I took my favorite chocolate chip cookie recipe and swapped out half the flour for almond meal to see what happened. It was scrumptious! In fact, I didn’t tell anyone that I had done it and no one could tell. Everyone loved the cookies and said they were awesome. I had one person say they were better than my other chocolate chip cookies. I just secretly giggled to myself.
So, if you aren’t too adventurous then just put back in the flour and take out the almond meal, but I promise you will love these cookies! Can’t find almond meal, buy raw almonds and process in the food processor until finely ground. However, don’t go to far or you will end up with almond butter. Still good, but not good for this recipe.
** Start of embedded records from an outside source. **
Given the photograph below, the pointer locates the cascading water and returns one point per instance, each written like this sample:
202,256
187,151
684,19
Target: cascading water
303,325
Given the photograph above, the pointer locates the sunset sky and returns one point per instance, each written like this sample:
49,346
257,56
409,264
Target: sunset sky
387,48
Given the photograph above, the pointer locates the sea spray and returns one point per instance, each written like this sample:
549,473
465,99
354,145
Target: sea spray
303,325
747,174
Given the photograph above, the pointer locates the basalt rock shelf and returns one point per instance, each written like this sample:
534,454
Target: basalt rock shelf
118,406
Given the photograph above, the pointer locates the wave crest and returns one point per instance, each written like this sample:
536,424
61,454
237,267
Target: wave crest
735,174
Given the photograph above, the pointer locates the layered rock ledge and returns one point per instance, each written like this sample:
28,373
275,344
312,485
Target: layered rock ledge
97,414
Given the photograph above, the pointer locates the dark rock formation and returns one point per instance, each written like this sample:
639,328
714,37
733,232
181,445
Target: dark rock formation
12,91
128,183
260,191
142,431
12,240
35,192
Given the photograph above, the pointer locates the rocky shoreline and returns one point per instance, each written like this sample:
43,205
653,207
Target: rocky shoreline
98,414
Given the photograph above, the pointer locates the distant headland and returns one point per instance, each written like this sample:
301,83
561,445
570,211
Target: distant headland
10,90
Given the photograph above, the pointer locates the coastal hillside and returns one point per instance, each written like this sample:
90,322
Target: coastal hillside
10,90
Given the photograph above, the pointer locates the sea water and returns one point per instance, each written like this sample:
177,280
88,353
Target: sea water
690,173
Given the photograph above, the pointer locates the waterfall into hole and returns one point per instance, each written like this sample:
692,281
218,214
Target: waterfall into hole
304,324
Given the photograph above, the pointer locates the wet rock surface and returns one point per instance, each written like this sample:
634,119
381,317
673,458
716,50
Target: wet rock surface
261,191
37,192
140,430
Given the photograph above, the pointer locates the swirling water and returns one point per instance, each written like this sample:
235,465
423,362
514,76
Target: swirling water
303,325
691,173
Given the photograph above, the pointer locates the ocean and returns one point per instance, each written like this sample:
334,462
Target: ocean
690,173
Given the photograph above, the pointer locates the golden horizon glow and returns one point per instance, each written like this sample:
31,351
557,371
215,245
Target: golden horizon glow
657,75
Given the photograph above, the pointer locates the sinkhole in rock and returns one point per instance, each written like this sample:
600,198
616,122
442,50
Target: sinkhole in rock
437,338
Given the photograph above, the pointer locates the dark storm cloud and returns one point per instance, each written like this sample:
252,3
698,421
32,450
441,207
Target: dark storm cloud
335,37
Since this recipe is a bit different I thought I would share some pictures of the process. Let me know if you like this new feature.
Scrumptious Chocolate Chip Cookies
- 1/2 cup + 2 tbls butter, softened
- 1/2 cup sugar
- 1/2 cup brown sugar
- 1 egg
- 1 tsp pure vanilla extract
- 3/4 cup flour
- 3/4 cup almond meal
- 1/2 tsp baking soda
- 1/2 tsp salt
- 1 cup chocolate chips
- Preheat oven to 350F. In a mixer, combine butter and sugars until light and creamed well. Add remaining ingredients, expect chocolate chips. Mix until well combined. Dough will be thick. Add chocolates and incorporate by hand.
- Prepare a baking sheet with non-stick cooking spray or parchment paper. Drop by 1 1/2 tablespoonfuls (or use a #40 cookie scoop) onto prepared pan leaving 2 inch spaces between cookies. Bake for 12-15 minutes or until cookies are just starting to set.